University of Wisconsin-Madison

The claim by Mr. McCarthy that the case creates a rift between the Hispanic and Jewish communities and that the Israeli law is religiously discriminatory represents his unjust, discriminatory feelings. His proposal to reduce the amount of foreign aid to Israel is also unjust and prejudicial. I have not heard Mr. McCarthy proposing a reduction in aid to the Palestinian Liberation Organization for not permitting extradition of the terrorists guilty of killing U.S. citizens in Israel.

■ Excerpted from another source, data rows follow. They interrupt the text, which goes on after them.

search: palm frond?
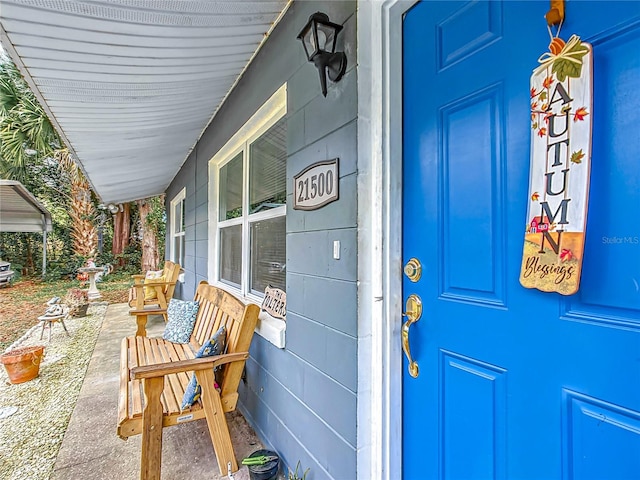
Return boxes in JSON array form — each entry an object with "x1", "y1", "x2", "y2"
[
  {"x1": 0, "y1": 121, "x2": 28, "y2": 167},
  {"x1": 0, "y1": 76, "x2": 20, "y2": 115},
  {"x1": 18, "y1": 97, "x2": 56, "y2": 153},
  {"x1": 0, "y1": 157, "x2": 27, "y2": 182},
  {"x1": 54, "y1": 148, "x2": 79, "y2": 180}
]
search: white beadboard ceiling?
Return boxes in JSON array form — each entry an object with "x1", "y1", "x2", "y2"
[{"x1": 0, "y1": 0, "x2": 289, "y2": 204}]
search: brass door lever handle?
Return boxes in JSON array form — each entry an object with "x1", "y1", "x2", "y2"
[{"x1": 402, "y1": 294, "x2": 422, "y2": 378}]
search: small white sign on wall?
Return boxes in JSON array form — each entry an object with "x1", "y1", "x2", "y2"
[
  {"x1": 293, "y1": 159, "x2": 339, "y2": 210},
  {"x1": 261, "y1": 285, "x2": 286, "y2": 320}
]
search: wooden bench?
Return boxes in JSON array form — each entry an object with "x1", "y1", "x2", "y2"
[
  {"x1": 128, "y1": 261, "x2": 181, "y2": 336},
  {"x1": 118, "y1": 281, "x2": 260, "y2": 480}
]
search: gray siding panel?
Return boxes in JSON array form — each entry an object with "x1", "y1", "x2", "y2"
[
  {"x1": 342, "y1": 14, "x2": 357, "y2": 77},
  {"x1": 300, "y1": 356, "x2": 357, "y2": 445},
  {"x1": 304, "y1": 69, "x2": 357, "y2": 148},
  {"x1": 287, "y1": 120, "x2": 357, "y2": 181},
  {"x1": 184, "y1": 252, "x2": 195, "y2": 274},
  {"x1": 250, "y1": 335, "x2": 304, "y2": 393},
  {"x1": 194, "y1": 272, "x2": 207, "y2": 289},
  {"x1": 194, "y1": 158, "x2": 208, "y2": 191},
  {"x1": 194, "y1": 221, "x2": 208, "y2": 240},
  {"x1": 195, "y1": 203, "x2": 208, "y2": 224},
  {"x1": 287, "y1": 228, "x2": 357, "y2": 281},
  {"x1": 173, "y1": 282, "x2": 184, "y2": 300},
  {"x1": 286, "y1": 274, "x2": 357, "y2": 337},
  {"x1": 287, "y1": 109, "x2": 305, "y2": 155},
  {"x1": 288, "y1": 62, "x2": 320, "y2": 113},
  {"x1": 184, "y1": 201, "x2": 196, "y2": 226},
  {"x1": 286, "y1": 312, "x2": 357, "y2": 393},
  {"x1": 246, "y1": 335, "x2": 356, "y2": 445},
  {"x1": 195, "y1": 184, "x2": 207, "y2": 209},
  {"x1": 166, "y1": 158, "x2": 193, "y2": 202},
  {"x1": 194, "y1": 239, "x2": 208, "y2": 257},
  {"x1": 194, "y1": 257, "x2": 208, "y2": 278},
  {"x1": 182, "y1": 279, "x2": 196, "y2": 299}
]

On the one hand, Blair Lee decries Israeli justice but admits that in the John Demjanjuk extradition case, an Israeli court decided he was not ``Ivan the Terrible" and had him returned to the United States. Mr. Lee neglects to mention that the extradition law in Israel has been changed. Unfortunately, like our laws, it is not retroactive.

Mr. Lee is correct that Israeli agents went into Paraguay and brought out Adolf Eichmann for trial. Eichmann was responsible for the deaths of hundreds of thousands of people because they were Jews. His life should not be compared to Sheinbein's.

There are times when setting aside a law is justified. It is known as war. Mr. Lee should recall that, during the Carter administration, U.S. forces went into Iran secretly to free the hostages that were held there. Unfortunately, the operation was not successful. I do not recall Mr. Lee criticizing our disregard for the sovereignty of Iran.

Mr. Lee accuses Israel's view of justice as being myopic because in the name of justice, ``Holocaust victims are extracting billions from German and Swiss banks," yet Sheinbein is not being treated justly. I am surprised at Mr. Lee for making such an irrational and unjust comparison.

As I said, I am very unhappy with the Sheinbein case. However, the emotional and repugnant views expressed by Messrs. McCarthy and Lee are uncalled for. We in the United States believe we have the most just system of laws, but every now and then even we have our ``O.J. Simpson" verdicts.